NSF File Server

This project is a Domino HTTP OSGi application that that launches an SFTP server backed by one or more NSFs, storing the files and directories as user-side documents.

Configuration

The server is configured by creating a database using the included “fileserverconfig.ntf” template and placing it in the root of the server's data directory as “fileserverconfig.nsf”. The path to the config NSF can be overridden using the SFTPConfigPath notes.ini parameter.

Inside the config NSF, you can specify per-server configuration for whether to enable the service and which port to use, as well as the sub directory “mounts” that will appear as the root of the SFTP server and a JSON-formatted configuration for the “env” property of the call to create the filesystem in Java.

There are currently four types supported:

NSF Document Layout

This is an NSF database created using the included “filestore.ntf”. This stores files as individual documents with the file data as attachments, presenting a POSIX-like view of these documents in a hierarchy. The Data Source value for these should be the path to the NSF, such as “store/docs.nsf”.

These NSFs are accessed as the connecting user, and so ACLs are enforced.

NSF WebContent

This represents the “WebContent” pseudo-directory in an NSF's design, useful for manipulating and deploying file resources meant for web use, such as built JavaScript applications or other resources.

Server Filesystem

This is a mount from the local server filesystem, where the Data Source is an OS-dependent file path such as “C:\docs” or “/home/notes”.

The filesystem is accessed as the user Domino is running as.

Generic URIs

These URIs are passed to Java's NIO FileSystem class as-is, with a parsed version of the Environment configuration. The supported types depend on what's available in the JVM, but currently the standard types are local filesystems (better handled above for Windows) and ZIP files.

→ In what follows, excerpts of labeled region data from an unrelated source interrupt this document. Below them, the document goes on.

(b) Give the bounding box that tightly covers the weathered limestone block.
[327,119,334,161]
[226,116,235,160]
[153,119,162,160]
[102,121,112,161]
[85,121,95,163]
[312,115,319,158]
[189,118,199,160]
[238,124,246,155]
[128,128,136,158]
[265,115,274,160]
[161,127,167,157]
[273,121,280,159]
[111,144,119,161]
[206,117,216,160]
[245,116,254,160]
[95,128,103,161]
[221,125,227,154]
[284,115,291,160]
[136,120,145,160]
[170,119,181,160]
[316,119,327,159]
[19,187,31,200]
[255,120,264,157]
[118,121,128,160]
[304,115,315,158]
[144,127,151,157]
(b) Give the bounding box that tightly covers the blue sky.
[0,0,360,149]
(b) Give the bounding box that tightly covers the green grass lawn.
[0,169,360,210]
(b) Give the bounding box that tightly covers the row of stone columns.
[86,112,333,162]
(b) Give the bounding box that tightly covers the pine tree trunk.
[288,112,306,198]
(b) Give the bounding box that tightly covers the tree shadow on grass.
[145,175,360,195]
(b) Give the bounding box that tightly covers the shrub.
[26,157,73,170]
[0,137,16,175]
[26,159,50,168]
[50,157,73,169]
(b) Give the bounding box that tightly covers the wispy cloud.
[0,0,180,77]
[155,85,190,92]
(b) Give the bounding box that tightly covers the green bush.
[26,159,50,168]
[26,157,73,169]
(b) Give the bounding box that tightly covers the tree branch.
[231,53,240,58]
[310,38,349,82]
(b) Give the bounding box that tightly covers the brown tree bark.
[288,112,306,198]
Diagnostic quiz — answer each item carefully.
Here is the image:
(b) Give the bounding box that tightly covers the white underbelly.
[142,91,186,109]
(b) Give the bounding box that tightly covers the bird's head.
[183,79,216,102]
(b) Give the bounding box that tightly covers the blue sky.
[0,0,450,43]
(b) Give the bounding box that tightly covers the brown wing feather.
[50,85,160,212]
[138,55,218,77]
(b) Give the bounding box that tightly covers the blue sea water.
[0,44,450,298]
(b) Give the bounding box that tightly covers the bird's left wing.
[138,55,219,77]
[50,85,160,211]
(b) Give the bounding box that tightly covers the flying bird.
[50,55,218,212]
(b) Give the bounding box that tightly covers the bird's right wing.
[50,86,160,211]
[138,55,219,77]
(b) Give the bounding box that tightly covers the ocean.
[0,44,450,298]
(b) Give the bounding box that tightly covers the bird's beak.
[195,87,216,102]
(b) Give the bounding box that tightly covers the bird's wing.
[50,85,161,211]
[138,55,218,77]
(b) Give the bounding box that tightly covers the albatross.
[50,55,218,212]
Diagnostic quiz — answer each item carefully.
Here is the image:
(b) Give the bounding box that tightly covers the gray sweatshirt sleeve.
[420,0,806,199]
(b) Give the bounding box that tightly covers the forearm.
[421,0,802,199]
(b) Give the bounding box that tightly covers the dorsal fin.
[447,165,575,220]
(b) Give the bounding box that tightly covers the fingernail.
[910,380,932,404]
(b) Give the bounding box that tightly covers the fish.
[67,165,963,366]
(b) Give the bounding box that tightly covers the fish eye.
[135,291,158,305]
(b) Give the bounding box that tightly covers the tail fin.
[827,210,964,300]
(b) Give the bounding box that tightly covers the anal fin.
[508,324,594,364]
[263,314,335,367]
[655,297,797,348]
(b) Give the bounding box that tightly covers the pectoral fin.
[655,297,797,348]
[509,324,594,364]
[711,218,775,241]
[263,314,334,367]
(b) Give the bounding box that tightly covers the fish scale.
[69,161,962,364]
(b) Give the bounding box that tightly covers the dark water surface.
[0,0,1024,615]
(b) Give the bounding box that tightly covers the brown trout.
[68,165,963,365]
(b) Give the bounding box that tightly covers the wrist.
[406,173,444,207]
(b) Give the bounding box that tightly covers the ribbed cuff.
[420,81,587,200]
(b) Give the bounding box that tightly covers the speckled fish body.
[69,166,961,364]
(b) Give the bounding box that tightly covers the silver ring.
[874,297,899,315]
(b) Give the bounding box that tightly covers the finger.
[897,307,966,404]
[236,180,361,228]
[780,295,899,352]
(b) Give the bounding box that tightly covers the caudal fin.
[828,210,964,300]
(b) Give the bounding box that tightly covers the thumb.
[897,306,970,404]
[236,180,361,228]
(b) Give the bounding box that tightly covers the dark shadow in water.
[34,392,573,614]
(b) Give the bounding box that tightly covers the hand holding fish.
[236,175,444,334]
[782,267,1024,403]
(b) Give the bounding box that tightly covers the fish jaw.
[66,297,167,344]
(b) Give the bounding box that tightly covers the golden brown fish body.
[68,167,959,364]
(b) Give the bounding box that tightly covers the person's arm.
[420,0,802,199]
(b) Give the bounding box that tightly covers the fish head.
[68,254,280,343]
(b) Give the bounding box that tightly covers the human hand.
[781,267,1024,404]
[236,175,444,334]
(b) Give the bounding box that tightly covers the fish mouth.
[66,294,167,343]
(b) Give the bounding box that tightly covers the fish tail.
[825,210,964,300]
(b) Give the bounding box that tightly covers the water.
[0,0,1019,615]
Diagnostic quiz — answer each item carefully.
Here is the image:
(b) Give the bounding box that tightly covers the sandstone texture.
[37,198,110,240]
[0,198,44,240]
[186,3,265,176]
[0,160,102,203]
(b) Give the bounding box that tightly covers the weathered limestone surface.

To open a ZIP or JAR file, specify a URL like “jar:file:///C:/somefile.zip!/” and specify an environment configuration like {"create":"true","encoding":"utf-8"}. This is described somewhat more in the official Java documentation.

Authentication

The spawned SSH server uses the current server's Domino directories for authentication. It supports two methods:

  • RSA public key authentication using a public key stored in the “sshPublicKey” item in the user's person document. This should be a text item containing the same contents as a “id_rsa.pub” file from OpenSSH, and it can be multi-value via line breaks
  • Password authentication using the same mechanism as HTTP password auth. This method is off by default

Building

Compilation requires the availability of an NSF ODP Tooling environment.

Extending

New filesystem mount types can be introduced by registering an instance of org.openntf.nsffile.ssh.spi.FileSystemMountProvider via the IBM Commons ExtensionManager system (i.e. plugin.xml entries on Domino). These implementations provide a name that can be specified in the NSF as well as a data source whose meaning depends on the provider. The incoming env object will be pre-populated with a “username” key mapped to the authenticated username as a string.

License

The code in the project is licensed under the Apache License 2.0. The dependencies in the binary distribution are licensed under compatible licenses - see NOTICE for details.